Mobile Genetic Elements Repurposed for Intra- and Intercellular Trafficking, Secretion and Vesicular Transport
Bacteriophage tails have been domesticated on multiple independent occasions for the secretion and transfer of gene products from bacterial cells and/or transfer to other cells. In particular, some Uroviricota phages (e.g., T4) possess contractile tails that puncture their host cell envelopes and serve as a conduit for the delivery of encapsidated DNA and proteins into the cytoplasm (Miller et al., 2003). Phage tails were neofunctionalized to secrete proteins to the benefit of the cell (Leiman et al., 2009; Lossi et al., 2013; Pell et al., 2009). Such devices, known as type VI secretion systems, are widespread and were likely captured from different phages on independent occasions (Böck et al., 2017; Denise et al., 2020) (Figure 4).
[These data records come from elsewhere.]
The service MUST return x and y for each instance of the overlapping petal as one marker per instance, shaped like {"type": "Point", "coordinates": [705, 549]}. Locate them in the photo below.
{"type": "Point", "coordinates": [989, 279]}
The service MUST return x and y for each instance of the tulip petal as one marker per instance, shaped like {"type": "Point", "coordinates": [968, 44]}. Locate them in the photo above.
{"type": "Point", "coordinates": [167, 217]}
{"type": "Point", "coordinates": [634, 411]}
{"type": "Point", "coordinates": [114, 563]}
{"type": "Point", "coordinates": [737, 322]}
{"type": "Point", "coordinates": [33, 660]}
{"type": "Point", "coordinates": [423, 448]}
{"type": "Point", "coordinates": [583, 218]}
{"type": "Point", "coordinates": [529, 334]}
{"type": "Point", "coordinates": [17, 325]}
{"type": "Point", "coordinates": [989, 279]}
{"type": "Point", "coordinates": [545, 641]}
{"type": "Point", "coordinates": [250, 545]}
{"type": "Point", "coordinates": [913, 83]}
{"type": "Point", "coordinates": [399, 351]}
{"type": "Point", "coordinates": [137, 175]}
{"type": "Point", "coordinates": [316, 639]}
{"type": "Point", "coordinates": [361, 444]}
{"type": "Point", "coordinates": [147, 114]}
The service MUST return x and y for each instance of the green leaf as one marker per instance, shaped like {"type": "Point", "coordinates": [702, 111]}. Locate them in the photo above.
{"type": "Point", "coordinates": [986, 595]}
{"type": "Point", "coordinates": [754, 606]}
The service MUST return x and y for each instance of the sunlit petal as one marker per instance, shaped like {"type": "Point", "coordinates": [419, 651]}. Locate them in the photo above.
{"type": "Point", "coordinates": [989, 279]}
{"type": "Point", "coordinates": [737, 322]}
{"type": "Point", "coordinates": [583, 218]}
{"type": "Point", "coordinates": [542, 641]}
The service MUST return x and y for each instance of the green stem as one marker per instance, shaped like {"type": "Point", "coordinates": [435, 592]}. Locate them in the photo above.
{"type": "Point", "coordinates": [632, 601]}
The proteins transferred by type VI secretion systems are commensurately diverse. but many function as toxins that exert anti-bacterial or anti-eukaryotic activity (Cherrak et al., 2019). One such toxin apparently evolved from the phage tail tip protein (M. Iyer et al., 2021), whereas numerous other T6SS toxins possess cognate antitoxins (Nolan et al., 2021), suggesting that TA systems were recruited for inter-species competition. Other proteins secreted via phage tails perform non-competitive roles (Russell et al., 2014). For example, a phage tail-like structure produced by Pseudomonas luteoviolacea delivers a cargo protein that stimulates the metamorphic transition of marine tubeworm larvae into juveniles (Ericson et al., 2019; Cavalcanti et al., 2020). Overall, domesticated bacteriophage tails represent a major route for the secretion of diverse proteins from prokaryotic cells and their delivery to various targets.
FIGURE 4
Multiple contributions of distinct mobile genetic elements to intercellular transfer pathways and eukaryogenesis. Exaptations of toxin-antitoxins (TAs), integrative and conjugative elements (ICE), bacterial retrotransposons and double-stranded DNA bacteriophages are diagrammed. An RNA-cleaving toxin apparently was incorporated into the eukaryotic nonsense-mediated RNA decay system. The conjugation apparatus of ICE was exapted for the transfer of proteins (type 4 secretion systems). Recruitment of the reverse transcriptase from bacterial retrotransposons yielded the key component of the eukaryotic spliceosome, Prp8 (accompanied by inactivation of the reverse transcriptase), as well as telomerases which retain the activity. The structural module of double-stranded DNA bacteriophages was repurposed for the delivery of proteins (type 6 secretion systems) or host DNA (GTAs) between cells. The replication and lysis modules donated multiple genes that play diverse roles in both prokaryotes and eukaryotes.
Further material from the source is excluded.